Like many people[#1][#2], I have found out that the Linux capability
handling utilities are non-functional, and cannot be repaired because
the kernel deliberately cripples capabilities (they are reset on every
call to execve()).  I have found that various people[#1][#2] have
proposed patches to restore working capabilities.  However, the matter
seems rather complicted and I would like to understand the full story.
Hours of Google-grepping through the lkml archives has not helped me
very much, so I hope someone can get the history straight.

I understand that Linux capabilities first appared seven or eight
years ago, and in 2000-06 there was a serious fault discovered which
caused a local root exploit through the use of the sendmail problem.
Rading [#3] and [#4], I understand that the problem was this:

  When sendmail is invoked by a non-root user, it attempts to drop its
  root privileges (which it has because the binary is installed suid)
  by calling setuid(getuid()), which, due to the stupidity of
  traditional Unix semantics enshrined in the POSIX/SUS standards,
  operates differently according to whether the process has
  "appropriate privileges" (in which case it sets all its UIDs to its
  real UID) or not (in which case it preserves the saved UID); now
  under Linux, "appropriate privileges" is defined[#5] as possessing
  the CAP_SETUID capability.  So if a non-root user manages to execute
  sendmail without the CAP_SETUID capability, the setuid(getuid())
  call will fail (or rather, not perform as expected), and the genie
  is out of the bottle.

However, what I do not understand is precisely _how_ one gets a
sendmail process without CAP_SETUID: for that is the heart of the
problem, and that is where the bug really was.  But [#3] and [#4] are
very obscure (and I found nothing conclusive in lkml archives).  I
understand that the problem lies in some combination of the
inheritable capability set and the CAP_SETPCAP capability, but I don't
see what that combination is.  Certainly removing capabilities from
the inheritable set should not prevent suid root programs from having
them reinstated (in the language of [#6], the suid root bit should
correspond to a full forced set of capabilities), so I don't see what
that has to do with it, and CAP_SETPCAP indeed allows to remove
capabilities from a given process but I don't see how the user could
gain that capability (and indeed if he can then we can expect him to
gain all capabilities very rapidly).

Can someone describe very accurately what the problem was?  And why
was it "fixed"[#7] by completely disabling capability inheritance and
also by disabling the CAP_SETPCAP capability?  In other words, suppose
I restore CAP_SETPCAP on my system and/or make capabilities fully
inheritable on execve() (that is, just take the logical AND of the
permitted set with the inheritable set, except if the executed program
is suid root, in which case all three sets - permitted, effective and
inheritable - are set to full): what is the security problem in this?
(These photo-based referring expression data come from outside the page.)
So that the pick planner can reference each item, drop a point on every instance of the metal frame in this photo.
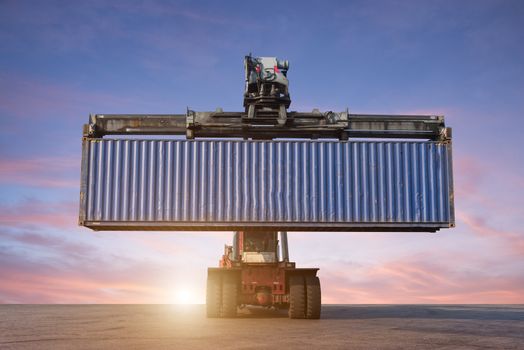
(310, 125)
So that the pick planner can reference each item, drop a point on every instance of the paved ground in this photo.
(186, 327)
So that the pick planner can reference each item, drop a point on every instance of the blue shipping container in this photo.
(286, 185)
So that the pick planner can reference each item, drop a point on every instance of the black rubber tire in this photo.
(213, 296)
(313, 296)
(297, 297)
(229, 296)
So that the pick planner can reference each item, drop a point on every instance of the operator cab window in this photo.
(259, 242)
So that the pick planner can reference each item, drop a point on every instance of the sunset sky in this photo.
(61, 60)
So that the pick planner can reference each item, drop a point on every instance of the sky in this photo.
(61, 60)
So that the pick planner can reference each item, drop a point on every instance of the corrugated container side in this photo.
(289, 185)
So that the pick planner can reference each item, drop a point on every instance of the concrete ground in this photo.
(186, 327)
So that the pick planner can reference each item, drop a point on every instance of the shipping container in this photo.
(299, 185)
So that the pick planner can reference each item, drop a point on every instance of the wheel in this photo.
(297, 297)
(229, 296)
(213, 296)
(313, 297)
Assuming I want to make capabilities inheritable, is there a
recommended patch for doing so?  Alexander Nyberg's patch in [#1]
looks good to me (at least, it seems to do exactly what I want), but
how well has it been tested?  Is this something that might eventually
make its way into the official kernel, or is this a no-goer?  Also, if
the author happens to read this, I'd like an explanation on the "Is
this a root task that did seteuid before execve? if so it wanted its
effective permissions dropped" comment in cap_bprm_apply_creds().

Thanks!

-- 
     David A. Madore
    ([email protected],
     http://www.madore.org/~david/ )

[#1] <URL: http://groups-beta.google.com/group/fa.linux.kernel/browse_thread/thread/f76dcb9447a77c34 >

[#2] <URL: http://groups-beta.google.com/group/fa.linux.kernel/browse_thread/thread/4366e557a75a933d >

[#3] <URL: http://www.cs.berkeley.edu/~daw/papers/setuid-usenix02.pdf >

[#4] <URL: http://www.sendmail.org/sendmail.8.10.1.LINUX-SECURITY.txt >

[#5] I tend to think that the behavior of setuid() is wrong in the
first place, that is, setuid(getuid()) should also change the saved
UID as soon as the effective UID is zero, even if CAP_SETUID is not
set, to make sure that traditional Unix semantics are observed.  (More
recent, capability-aware, programs will use setresuid() anyway.)  But
that is rather beside the point.

[#6] <URL: http://ftp.kernel.org/pub/linux/libs/security/linux-privs/kernel-2.4/capfaq-0.2.txt >

[#7] I wanted to find exactly on which kernel version the changes took
place.  Unfortunately, <URL: http://lxr.linux.no/ > only has major
versions, the 2.2.15->2.2.16 patch is very hard to read, and I have
neither the patience nor the bandwidth to unpack entire kernel trees
on my PC to unravel the full history...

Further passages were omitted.